At Roma we stopped for an ice cream and diesel - the road is dead straight and just goes on and on - you can see why falling asleep at the wheel is the main danger, the main point of interest is the road kill. mainly kangaroos (red ones out west, becoming grey the further east we went) with the occasional wild pig. We got to Yulebah at about 1 pm and then even the dead Roo's dried up and the drive to Dulacca, then Miles became somewhat dull. We then got to Chinchilla where they had posters up everywhere about a melon festival. Hmmm, I don't think we will rush back for that.

Dalby was our next town which is a big cotton and grain area and had massive grain stores on the side of the road next to the railway line - the fields were enormous and made you realise that if they have a good harvest it could really determine the world market price for grain - they have such low input costs compared to the UK that there really is no competition.

At last we arrived at Toowoomba which is where we had intended to stay the night and then Doug could go to the gunsmith the next day.

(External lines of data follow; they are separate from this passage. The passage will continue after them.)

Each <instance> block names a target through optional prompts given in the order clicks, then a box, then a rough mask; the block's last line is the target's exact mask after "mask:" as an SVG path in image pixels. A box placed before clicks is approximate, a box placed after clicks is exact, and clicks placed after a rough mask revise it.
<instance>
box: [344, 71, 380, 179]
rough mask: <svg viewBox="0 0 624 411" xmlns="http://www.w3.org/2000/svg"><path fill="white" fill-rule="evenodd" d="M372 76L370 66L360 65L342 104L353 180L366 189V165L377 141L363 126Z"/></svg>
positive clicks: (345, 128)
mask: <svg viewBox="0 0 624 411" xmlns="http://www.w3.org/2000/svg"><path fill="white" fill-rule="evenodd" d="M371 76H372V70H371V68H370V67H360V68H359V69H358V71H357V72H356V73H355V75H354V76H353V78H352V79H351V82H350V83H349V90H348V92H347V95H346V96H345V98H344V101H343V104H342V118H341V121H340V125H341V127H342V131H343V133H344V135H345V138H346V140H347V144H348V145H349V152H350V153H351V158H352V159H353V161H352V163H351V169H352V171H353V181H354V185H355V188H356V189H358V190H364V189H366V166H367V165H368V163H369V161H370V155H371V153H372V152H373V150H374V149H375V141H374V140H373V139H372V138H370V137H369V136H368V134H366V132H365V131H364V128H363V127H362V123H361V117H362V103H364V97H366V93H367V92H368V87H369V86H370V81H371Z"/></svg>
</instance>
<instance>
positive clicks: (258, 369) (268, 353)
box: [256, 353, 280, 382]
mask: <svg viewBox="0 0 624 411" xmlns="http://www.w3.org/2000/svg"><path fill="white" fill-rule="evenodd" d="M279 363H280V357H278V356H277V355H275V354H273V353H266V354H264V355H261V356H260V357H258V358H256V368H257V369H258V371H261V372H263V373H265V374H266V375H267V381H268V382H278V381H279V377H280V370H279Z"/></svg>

Doug had his favourite rifle which he had decided to leave with his old friend, Mick, the Roo shooter. Mick lives on the outskirts of Toowoomba so we popped in to see him for a coffee laced with bunderburg rum. Doug and Mick go back a long way - When Doug was working on his fathers farm, Woodlands in 1992, there was a terrible drought and their cattle were dying. The only option was to take the whole mob of approximately 1000 head onto the road, using the ancient stock routes , these stock routes go back to 1828 and stretch 2000 miles across Australia, it is common land and anyone can use it as long as they travel the stock a minimum of six miles a day so that the route doesn't get overgrazed. Doug and Mick were on the road for a total of 18 months, although there are designated watering points along the route, sometimes the water wasn't there so it was Mick's job to go with the lorry and a tank and find water each day while Doug and his dogs drove the cattle - it must have been very lonely at times, but they would have had some fun as Mick is a real character. After 18 months the rains came and Doug was able to sell the fat cattle at Roma, and the breeding cattle were put on the train for their journey back home, they lost a few who were too weak to travel but saved the majority. It must have been an awesome experience.

It was great for Doug to see Mick again who although he had had a stroke was looking really well, Mick's son Woolley and his grandson, Douglas (!) also came to have a chat.

We then left to find a motel in Toowoomba and something to eat. We were exhausted.